Inisiatif mediasi Presiden Prabowo juga mendapatkan dukungan kuat dari parlemen Indonesia. Anggota Komisi I DPR, Tubagus Hasanuddin, menilai rencana Prabowo untuk menjadi mediator bagi AS dan Iran sebagai langkah yang “sejalan dengan prinsip politik luar negeri bebas aktif.” Prinsip bebas aktif, yang telah menjadi landasan diplomasi Indonesia sejak kemerdekaan, menekankan kebebasan untuk tidak memihak blok kekuatan manapun dan keaktifan dalam upaya menciptakan perdamaian dunia. Upaya mediasi ini, menurut Hasanuddin, juga “sesuai amanat konstitusi dalam menjaga perdamaian dunia.” Konstitusi Indonesia secara eksplisit mengamanatkan partisipasi aktif negara dalam menjaga ketertiban dunia yang berdasarkan kemerdekaan, perdamaian abadi, dan keadilan sosial. Oleh karena itu, tawaran mediasi ini bukan hanya kebijakan pragmatis, melainkan juga manifestasi dari nilai-nilai luhur yang tertanam dalam identitas nasional Indonesia. Peran Indonesia sebagai negara berpenduduk Muslim terbesar di dunia juga memberikan legitimasi moral tambahan dalam upaya meredakan ketegangan di kawasan yang mayoritas berpenduduk Muslim.

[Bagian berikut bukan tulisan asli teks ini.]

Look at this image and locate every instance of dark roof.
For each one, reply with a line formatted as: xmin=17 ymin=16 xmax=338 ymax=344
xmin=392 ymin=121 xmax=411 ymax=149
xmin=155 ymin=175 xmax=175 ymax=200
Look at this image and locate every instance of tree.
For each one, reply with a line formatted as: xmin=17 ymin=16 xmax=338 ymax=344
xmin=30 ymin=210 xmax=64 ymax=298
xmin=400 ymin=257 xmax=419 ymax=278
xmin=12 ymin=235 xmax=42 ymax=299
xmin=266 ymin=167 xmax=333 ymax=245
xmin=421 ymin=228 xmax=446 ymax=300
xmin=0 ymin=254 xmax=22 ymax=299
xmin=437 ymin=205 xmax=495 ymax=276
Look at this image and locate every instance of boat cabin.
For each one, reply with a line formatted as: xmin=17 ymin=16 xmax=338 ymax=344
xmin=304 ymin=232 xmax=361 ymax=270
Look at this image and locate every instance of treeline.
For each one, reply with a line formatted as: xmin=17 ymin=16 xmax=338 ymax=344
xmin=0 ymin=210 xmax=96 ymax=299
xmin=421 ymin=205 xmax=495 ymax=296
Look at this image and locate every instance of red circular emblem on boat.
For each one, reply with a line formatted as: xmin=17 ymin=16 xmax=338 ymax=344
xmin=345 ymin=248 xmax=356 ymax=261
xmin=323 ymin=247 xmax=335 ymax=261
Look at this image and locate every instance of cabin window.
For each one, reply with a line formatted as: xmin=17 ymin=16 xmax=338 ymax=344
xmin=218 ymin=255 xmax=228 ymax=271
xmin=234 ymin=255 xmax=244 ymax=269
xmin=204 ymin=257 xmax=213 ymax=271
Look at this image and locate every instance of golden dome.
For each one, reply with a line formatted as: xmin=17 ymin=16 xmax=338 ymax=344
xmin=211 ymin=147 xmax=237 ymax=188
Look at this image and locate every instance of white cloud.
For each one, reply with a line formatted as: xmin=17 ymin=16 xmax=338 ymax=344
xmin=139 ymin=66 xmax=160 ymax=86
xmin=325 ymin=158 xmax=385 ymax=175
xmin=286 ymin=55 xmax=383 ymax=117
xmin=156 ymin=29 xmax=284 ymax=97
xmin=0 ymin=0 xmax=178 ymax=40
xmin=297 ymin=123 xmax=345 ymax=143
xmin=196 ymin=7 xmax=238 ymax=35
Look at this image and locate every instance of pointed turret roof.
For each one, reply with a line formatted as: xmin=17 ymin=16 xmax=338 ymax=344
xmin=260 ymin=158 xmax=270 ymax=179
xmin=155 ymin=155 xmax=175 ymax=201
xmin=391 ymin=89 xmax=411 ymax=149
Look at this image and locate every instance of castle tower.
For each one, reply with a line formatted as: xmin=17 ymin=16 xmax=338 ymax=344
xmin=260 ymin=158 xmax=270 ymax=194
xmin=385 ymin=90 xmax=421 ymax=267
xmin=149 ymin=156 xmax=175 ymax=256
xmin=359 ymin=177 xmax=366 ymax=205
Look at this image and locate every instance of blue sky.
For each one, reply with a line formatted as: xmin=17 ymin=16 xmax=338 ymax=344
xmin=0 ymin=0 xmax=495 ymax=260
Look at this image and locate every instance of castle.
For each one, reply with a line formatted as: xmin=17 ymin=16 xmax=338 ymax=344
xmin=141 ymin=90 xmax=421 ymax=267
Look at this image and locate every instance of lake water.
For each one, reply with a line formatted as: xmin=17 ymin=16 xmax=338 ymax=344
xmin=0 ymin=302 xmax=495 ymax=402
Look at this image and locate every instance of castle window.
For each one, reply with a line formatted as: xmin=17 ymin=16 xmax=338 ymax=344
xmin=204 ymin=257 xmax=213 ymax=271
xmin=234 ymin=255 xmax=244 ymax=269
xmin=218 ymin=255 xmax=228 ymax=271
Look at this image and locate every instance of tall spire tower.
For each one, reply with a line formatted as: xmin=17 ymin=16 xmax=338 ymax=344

Pada akhirnya, peningkatan ketegangan di Timur Tengah memiliki implikasi yang jauh melampaui batas-batas regional, berpotensi mengganggu stabilitas kawasan serta perdamaian dan keamanan dunia secara keseluruhan. Tawaran mediasi dari Presiden Prabowo Subianto, meskipun disambut dengan apresiasi namun juga kehati-hatian oleh Iran, menegaskan posisi Indonesia sebagai pemain konstruktif di kancah internasional. Meskipun Teheran belum sepenuhnya yakin akan efektivitas mediasi langsung dalam situasi saat ini, pintu komunikasi bilateral tetap terbuka lebar, memberikan celah bagi Indonesia untuk terus menjalin dialog dan membangun kepercayaan. Peran Indonesia, yang didorong oleh prinsip bebas aktif dan amanat konstitusi, akan terus menjadi sorotan dalam upaya global untuk meredakan salah satu konflik paling kompleks dan berbahaya di era modern ini, dengan harapan bahwa diplomasi dapat pada akhirnya mengungguli eskalasi militer.